Karena intensnya silaturahmi dengan para tokoh akhirnya diminta menjadi Hakim Anggota di Pengadilan Agama Bondowoso, dan setiap Jum’at diberi kepercayaan membina Pengajian Kitab Ihya’ Ulumuddin yang diikuti para hakim dan karyawan Pengadilan Agama Bondowoso.
“Saya akhirnya sering diajak menyertai ayah silaturahmi dan diskusi dengan teman-teman ayah yang sarjana, sehingga kami berdua memperoleh banyak masukan dan pencerahan. Komitmen ayah untuk kelanjutan pendidikan anak-anaknya semakin kuat. Ikhtiar lahir batin terus dilakukan oleh ayah ibu secara istiqamah.” ujarnya.
Oleh karena itu, kisah sukses mencapai jabatan guru besar, mengingatkan Abd Halim Soebahar pada impian ayah, almarhum KH. Moehammad Soebahar (KH. Bahrul Ulum) sesaat menjelang ia menamatkan S-1 di IAIN Jember. Ayah secara spontan menyatakan: “andaikata saya kaya, anak-anak saya kuliahkan sampai mencapai gelar profesor”.
“Ungkapan ini secara ilmiah tidak sepenuhnya benar, karena profesor bukan gelar, melainkan jabatan. Selain itu, profesor juga bukan jenjang pendidikan, melainkan jenjang kepangkatan, sehingga ungkapan ayah saya maknai sebagai impian dan cita-cita yang sangat tinggi akan kelangsungan generasinya. Saya sendiri menyadari bahwa jabatan profesor atau guru besar adalah semata-mata karunia dari Allah SWT yang dapat melahirkan kebahagiaan tersendiri bagi pecinta ilmu dan pengabdi ilmu untuk kemaslahatan.” tuturnya.
Dengan semua yang dicapai oleh tiga bersaudara itu, Abd Halim mengungkapkan rasa syukurnya, apa yang dulu menjadi impian ayahnya, dan diikhtiarkan oleh kedua orang tuanya secara perlahan dikabulkan Allah SWT. Prof Dr H Moh. Erfan Soebahar M Ag telah dikokohkan sebagai Guru Besar dalam Bidang Ilmu Hadits di IAIN Walisongo Semarang (2005), Prof. Dr. H. Abd. Halim Soebahar, MA telah dikokohkan sebagai Guru Besar Bidang Ilmu Pendidikan Islam di IAIN Jember (2009), dan Prof Dr M. Fadli Soebahar SH MH. dikokohkan sebagai Guru Besar dalam Bidang Ilmu Hukum di Universitas Brawijaya Malang (2020).
“Kami enam bersaudara yang tumbuh sampai dewasa, dari pernikahan KH. Moh.
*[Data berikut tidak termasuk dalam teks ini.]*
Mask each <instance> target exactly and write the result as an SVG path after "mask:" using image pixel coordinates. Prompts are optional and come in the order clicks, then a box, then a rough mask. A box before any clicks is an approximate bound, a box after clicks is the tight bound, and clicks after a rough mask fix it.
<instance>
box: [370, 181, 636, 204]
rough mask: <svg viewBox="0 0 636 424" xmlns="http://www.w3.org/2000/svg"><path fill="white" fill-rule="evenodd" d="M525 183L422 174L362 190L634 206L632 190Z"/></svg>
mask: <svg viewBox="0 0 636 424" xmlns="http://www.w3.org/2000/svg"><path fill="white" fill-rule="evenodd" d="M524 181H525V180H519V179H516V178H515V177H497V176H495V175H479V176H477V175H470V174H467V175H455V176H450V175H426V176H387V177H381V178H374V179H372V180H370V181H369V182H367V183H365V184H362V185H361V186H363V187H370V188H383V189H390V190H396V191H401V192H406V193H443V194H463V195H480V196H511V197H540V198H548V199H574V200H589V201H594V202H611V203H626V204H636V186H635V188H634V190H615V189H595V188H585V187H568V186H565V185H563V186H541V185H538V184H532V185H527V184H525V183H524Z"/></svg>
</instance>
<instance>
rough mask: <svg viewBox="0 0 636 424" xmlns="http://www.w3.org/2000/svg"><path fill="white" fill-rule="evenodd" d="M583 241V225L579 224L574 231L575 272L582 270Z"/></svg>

Soebahar dan Nyai Hj. Sri Indiah (Hj. Siti Badriyah). Tiga saudara lainnya adalah Hj. Muhashanah, Siti Halimah (alm) dan Dr KH Zarkasyi Soebahar M PdI.” ujarnya.
Ungkapan kisah singkat, akan selalu dianggap penting oleh keluarga Soebahar, jika mungkin bisa dijadikan ‘ibrah, pelajaran berharga bagi kita, bahwa peran orang tua sangat penting dalam kehidupan kita, ikhtiar orang tua sangat menentukan bagi kebahagiaan kita.
“Mudah-mudahan kita yang masih hidup ini bisa terus berkhidmah untuk kemaslahatan, sehingga kita bisa membahagiakan kedua orang tua kita, meskipun mereka telah tiada.” pungkasnya.